By Nelson Renteria
SAN SALVADOR (Reuters) – President Nayib Bukele said anyone driving cars in El Salvador without having justification for being out of their homes would be stripped of their driving license, doubling down on attempts to enforce rules to curb the spread of the novel coronavirus.
Bukele and other Central American leaders have implemented swift and strict measures after the first cases of the novel coronavirus were registered but in recent weeks thousands of people in the region were detained for violating the rules.
Bukele said over the weekend on Twitter that walking in the street without a face mask would also be banned.
At his request, El Salvador’s Congress on March 14 approved an emergency regime, which temporarily suspended the right to free movement and free association.
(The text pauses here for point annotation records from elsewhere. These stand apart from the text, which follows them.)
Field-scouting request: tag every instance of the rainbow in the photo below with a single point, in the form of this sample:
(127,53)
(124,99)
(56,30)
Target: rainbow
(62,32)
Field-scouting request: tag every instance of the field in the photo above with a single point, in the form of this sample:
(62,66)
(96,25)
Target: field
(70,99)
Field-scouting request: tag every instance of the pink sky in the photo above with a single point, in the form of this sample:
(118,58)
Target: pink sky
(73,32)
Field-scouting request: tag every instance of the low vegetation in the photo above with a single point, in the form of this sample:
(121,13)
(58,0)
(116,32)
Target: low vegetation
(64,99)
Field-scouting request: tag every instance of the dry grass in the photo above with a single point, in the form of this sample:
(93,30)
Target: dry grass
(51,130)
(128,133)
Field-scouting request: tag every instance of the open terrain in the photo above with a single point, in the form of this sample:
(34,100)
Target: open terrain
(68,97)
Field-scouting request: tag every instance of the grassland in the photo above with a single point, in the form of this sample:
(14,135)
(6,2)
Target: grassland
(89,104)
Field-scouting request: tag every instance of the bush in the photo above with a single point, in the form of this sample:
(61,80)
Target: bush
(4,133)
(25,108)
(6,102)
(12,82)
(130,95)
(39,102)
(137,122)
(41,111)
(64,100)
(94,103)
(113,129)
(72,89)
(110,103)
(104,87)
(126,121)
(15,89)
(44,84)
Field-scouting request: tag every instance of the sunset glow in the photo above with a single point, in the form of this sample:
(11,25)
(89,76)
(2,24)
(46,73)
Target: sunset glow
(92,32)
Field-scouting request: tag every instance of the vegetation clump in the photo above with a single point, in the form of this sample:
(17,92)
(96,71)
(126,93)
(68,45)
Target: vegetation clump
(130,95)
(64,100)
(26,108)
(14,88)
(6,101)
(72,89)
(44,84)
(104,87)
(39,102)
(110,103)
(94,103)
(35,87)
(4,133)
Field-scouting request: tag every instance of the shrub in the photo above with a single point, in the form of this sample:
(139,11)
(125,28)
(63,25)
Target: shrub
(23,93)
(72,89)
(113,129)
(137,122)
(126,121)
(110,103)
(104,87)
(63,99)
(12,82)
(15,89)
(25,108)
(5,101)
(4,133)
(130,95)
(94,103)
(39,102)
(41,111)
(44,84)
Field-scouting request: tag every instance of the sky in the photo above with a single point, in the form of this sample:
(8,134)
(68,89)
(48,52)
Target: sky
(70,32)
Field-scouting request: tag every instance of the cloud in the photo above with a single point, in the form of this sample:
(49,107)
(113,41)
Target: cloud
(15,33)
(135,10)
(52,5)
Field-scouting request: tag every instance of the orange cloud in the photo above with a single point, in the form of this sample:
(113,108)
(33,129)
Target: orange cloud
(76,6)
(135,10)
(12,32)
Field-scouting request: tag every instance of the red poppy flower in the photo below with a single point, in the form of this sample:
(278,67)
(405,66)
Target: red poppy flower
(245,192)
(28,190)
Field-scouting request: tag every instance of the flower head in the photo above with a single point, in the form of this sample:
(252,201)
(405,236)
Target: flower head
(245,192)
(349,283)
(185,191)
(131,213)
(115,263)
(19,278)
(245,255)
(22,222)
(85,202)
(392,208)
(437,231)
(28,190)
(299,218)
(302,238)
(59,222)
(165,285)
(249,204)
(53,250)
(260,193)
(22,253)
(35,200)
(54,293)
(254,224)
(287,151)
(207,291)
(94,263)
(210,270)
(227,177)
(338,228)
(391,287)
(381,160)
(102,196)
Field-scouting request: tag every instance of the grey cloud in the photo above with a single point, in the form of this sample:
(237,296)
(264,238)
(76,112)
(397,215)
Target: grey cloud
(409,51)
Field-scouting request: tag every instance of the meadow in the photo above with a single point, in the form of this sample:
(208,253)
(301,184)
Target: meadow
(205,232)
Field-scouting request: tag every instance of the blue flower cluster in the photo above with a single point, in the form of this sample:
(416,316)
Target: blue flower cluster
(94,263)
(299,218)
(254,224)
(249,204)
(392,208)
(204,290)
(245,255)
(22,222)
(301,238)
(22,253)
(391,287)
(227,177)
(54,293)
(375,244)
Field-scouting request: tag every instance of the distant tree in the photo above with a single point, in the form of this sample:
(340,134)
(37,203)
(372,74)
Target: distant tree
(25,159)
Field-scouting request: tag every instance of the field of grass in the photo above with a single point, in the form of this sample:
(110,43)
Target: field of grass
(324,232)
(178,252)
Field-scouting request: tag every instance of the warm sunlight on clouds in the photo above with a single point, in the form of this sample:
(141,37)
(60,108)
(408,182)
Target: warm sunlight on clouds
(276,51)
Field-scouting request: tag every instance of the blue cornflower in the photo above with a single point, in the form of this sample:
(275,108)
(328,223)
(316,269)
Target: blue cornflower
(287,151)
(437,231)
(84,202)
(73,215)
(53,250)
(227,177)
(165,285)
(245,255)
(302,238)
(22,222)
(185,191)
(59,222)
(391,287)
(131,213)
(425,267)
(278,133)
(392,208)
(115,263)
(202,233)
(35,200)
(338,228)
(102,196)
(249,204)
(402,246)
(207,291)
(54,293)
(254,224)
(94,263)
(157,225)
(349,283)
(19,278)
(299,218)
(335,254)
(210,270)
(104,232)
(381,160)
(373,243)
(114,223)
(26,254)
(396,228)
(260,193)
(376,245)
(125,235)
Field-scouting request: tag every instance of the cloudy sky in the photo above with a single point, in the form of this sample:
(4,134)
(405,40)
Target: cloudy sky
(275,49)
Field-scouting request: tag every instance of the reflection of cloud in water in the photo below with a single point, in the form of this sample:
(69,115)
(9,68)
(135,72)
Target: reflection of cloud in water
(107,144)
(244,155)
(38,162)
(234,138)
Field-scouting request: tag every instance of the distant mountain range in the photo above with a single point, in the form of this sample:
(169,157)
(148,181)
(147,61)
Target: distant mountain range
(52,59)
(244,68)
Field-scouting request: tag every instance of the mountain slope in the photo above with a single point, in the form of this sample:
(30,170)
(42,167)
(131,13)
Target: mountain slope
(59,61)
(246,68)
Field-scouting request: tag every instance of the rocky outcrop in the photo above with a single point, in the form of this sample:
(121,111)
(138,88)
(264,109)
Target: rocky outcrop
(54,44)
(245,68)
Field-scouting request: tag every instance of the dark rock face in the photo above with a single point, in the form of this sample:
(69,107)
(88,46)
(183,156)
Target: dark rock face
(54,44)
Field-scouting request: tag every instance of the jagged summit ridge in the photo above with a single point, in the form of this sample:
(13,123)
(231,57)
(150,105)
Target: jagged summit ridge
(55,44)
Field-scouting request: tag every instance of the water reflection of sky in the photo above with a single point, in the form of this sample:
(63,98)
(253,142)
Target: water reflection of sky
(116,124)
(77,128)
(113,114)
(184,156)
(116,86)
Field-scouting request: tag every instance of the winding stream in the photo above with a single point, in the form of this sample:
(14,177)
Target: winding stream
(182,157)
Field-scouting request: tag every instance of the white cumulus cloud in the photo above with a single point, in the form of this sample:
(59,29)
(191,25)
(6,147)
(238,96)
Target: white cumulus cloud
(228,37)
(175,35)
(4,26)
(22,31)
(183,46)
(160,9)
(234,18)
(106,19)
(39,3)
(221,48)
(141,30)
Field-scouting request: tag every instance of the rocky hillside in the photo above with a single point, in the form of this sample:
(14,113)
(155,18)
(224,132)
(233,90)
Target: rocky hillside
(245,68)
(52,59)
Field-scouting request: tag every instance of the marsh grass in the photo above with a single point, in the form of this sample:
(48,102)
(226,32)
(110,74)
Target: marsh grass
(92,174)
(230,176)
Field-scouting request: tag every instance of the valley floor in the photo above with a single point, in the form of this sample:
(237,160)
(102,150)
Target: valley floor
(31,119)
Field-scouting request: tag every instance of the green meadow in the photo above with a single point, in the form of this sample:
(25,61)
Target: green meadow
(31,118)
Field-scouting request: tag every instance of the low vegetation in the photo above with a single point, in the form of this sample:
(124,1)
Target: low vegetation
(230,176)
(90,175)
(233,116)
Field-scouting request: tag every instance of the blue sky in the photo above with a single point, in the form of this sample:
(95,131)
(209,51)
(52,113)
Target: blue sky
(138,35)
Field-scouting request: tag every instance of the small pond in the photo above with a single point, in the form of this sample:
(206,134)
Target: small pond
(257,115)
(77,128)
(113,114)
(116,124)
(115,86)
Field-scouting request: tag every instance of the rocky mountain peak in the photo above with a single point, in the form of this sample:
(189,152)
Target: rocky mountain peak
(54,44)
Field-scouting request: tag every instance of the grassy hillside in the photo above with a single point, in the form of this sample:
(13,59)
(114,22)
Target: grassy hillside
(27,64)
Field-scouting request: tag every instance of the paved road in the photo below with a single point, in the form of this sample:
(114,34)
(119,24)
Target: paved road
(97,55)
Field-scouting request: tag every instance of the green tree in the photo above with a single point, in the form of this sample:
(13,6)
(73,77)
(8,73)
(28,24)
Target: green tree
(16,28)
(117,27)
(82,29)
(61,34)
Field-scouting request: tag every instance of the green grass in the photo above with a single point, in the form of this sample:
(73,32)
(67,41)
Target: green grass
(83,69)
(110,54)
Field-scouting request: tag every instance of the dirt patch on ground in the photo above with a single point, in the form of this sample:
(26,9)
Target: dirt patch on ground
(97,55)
A week later, Bukele decreed mandatory home quarantine, threatening 30-day detention for anyone who broke it.
Under the order, just one person per family is allowed go out to stock up on food or medicine.
And only bank workers, drivers, restaurant employees and distributors, journalists, officials, soldiers, police, supermarket workers, transportation workers and health workers can leave their homes.
They must carry company credentials and a letter from their employer to prove they are allowed to be out.
Human rights organizations say the emergency regime has allowed officials, police and the military to act arbitrarily, committing rights abuses, and carrying out illegal arrests.
Critics say the measures have not been applied evenly, citing media reports that food was smuggled into a containment center for a government official and that a leader of Bukele’s party was let off after crashing his car drunk.
On April 5, Bukele said quarantine would be extended for another two weeks through April 28 and that security officials should be tougher on people on the street, and that anyone violating quarantine should have their cars seized.
“I don’t care if people say on social media ‘Hey, they took my car, hey, they twisted my wrist,’ this is nothing compared to your family dying or somebody else’s family dying,” he said.
El Salvador’s Supreme Court later said that the police did not have the right to seize vehicles or other property.
As of Sunday, El Salvador, a country of some 6.5 million people had 125 cases of coronavirus, and six deaths.